I imagine that the dead links look like this: https://jenkins.mono-project.com/job/test-mono-mainline-wasm/label=ubuntu-1804-amd64/
If so the cause of this is that the mono project has been migrating away from jenkins to azure CI for some time and they have switched their old jenkins setup to private as part of this move. https://github.com/mono/mono/issues/20841
Unfortunately it seems to be taking a long time for their CI migration project to complete and meanwhile all of the dead jenkins links remain everywhere which is causing much confusion with many people.
The new azure CI setup is here but it seems that they're not yet publishing any built release artefacts: https://dev.azure.com/dnceng/public/_build/results?buildId=1240228&view=results
I imagine that the only way to get built mono wasm binaries at the moment would be to build it yourself.
Has there been any advancements on the mono-wasm front that would allow for smaller binaries?
https://github.com/mono/mono/issues/9857 remains open.
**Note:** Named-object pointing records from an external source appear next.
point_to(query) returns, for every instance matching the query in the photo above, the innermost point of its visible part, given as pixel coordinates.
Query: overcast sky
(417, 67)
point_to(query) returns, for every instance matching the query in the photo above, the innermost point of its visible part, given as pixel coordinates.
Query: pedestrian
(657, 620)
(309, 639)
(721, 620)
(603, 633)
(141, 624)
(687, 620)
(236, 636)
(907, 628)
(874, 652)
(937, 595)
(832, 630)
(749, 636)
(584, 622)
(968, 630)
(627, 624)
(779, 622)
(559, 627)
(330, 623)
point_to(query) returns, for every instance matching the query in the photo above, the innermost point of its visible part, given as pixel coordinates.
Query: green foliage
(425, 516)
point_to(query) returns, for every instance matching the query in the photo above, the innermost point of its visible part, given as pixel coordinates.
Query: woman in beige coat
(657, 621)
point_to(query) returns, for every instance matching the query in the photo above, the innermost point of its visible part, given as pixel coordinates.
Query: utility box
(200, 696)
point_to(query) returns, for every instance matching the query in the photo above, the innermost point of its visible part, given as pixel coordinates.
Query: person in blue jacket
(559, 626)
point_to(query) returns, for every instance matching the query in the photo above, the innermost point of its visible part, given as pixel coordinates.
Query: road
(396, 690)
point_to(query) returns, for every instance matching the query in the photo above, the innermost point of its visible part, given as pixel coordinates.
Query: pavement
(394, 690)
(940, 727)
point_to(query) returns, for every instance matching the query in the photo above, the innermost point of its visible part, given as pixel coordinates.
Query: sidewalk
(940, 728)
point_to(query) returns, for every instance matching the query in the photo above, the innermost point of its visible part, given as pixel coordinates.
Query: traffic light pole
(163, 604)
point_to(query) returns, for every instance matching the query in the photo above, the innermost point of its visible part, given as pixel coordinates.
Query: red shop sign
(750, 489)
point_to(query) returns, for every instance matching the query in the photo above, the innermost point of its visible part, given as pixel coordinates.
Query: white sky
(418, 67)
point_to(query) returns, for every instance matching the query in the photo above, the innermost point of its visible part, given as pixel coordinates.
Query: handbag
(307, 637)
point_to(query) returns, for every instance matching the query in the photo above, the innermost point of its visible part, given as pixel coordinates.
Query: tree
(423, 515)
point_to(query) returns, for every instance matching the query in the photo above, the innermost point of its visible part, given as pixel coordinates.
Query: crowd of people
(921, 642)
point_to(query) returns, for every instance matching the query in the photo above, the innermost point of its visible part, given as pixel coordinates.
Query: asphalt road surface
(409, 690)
I believe that it's currently ~1.8MB for mono wasm vs ~2MB for blazor
This is very decent: https://krausest.github.io/js-framework-benchmark/current.html
@firasdib @bebo-dot-dev the reason is likely not the CI switch but the migration from mono/mono to dotnet/runtime. https://github.com/dotnet/runtime/tree/main/src/mono/wasm seems be the more current URL. For mono-wasm.
I haven't tried to build my PoC with a newer build, though.
I could try building from source and see if I can recompile your PoC that way.
I managed to build it, but I need some hand holding to get any further. Sorry.
Has there been any progress on this?
None, unfortunately. I ran into a road block, so I would need someone to help me setup a new PoC.
@firasdib is there a way for you to share the API? That way we have an idea on what input/output you are expecting?
Just bouncing ideas. To keep the download size small, we can look into https://github.com/SteveSandersonMS/Blazor which is the beginning of Blazor. See the Questions section, Steve mentions a 300KB download vs. 3mb download for Blazor in .NET6.
That repo is missing System.Text.RegularExpressions but has things like System.IO, System.Net.Http etc. that are not needed.
What does PoC stand for?
@TimberStalker
What does PoC stand for?
Proof of concept
@Code-DJ It has to allow me to run matches and substitutions, global and non-global. I.e., match(regex, flags, string)
and substitute(regex, flags, string, replacement)
. It can of course be different depending on the language, I'm flexible.
+1 The balancing group is a great feature in.NET Regex engine, I use it to match HTML elements, it would be very nice to add C# flavor.
I stumbled upon https://github.com/dotnet/runtime/tree/main/src/mono/wasm -- is this something that can be used? Anyone who has time to experiment with it?
@firasdib I've made a simple blazor app that from javascript call a C# function
This is the app repo: https://github.com/AlbertoMonteiro/BlazorAppRegex I am using dotnet 6.0.101 I've hosted the static site using github pages, you can check it here: https://albertomonteiro.github.io/BlazorAppRegex/
As you can see it just simple evaluate a regex for a given text, return true if match false if not.
Calling the c# function from js is really simple https://github.com/AlbertoMonteiro/BlazorAppRegex/blob/454de898ab31533734ceb04a37e5caedc68d852d/index.html#L30-L34
The appName is the assembly name, in that case BlazorApp1.
In C# to be called from js, this is what I had to do: https://github.com/AlbertoMonteiro/BlazorAppRegex/blob/3f1f31d5a83264f01bd5fdb8af83b89fb6a33522/BlazorApp1/Program.cs#L11-L16
I hope this can help
I just improved the repo that I mentioned in the previous comment, you can check the last master version
Thats the same regex and value being evaluated with C# (left) and javascript on regex101(right)
@AlbertoMonteiro Thank you! Can you add a readme for how I can compile it myself?
@AlbertoMonteiro I was able to receive this error (in the alert
window, after clicking Regex match?
button) twice:
Error: No .NET call dispatcher has been set.
1 When first trying it and 2 just now, after reconfiguring and restarting windows a bunch of times. In both cases, the error disappeared after reloading the page.
Error: No .NET call dispatcher has been set.
@firasdib I've added the README, let me know if this is enough, I can provide more details if you need more help!!
@AlbertoMonteiro I was able to receive this error (in the
alert
window, after clickingRegex match?
button) twice:Error: No .NET call dispatcher has been set.
1 When first trying it and 2 just now, after reconfiguring and restarting windows a bunch of times. In both cases, the error disappeared after reloading the page.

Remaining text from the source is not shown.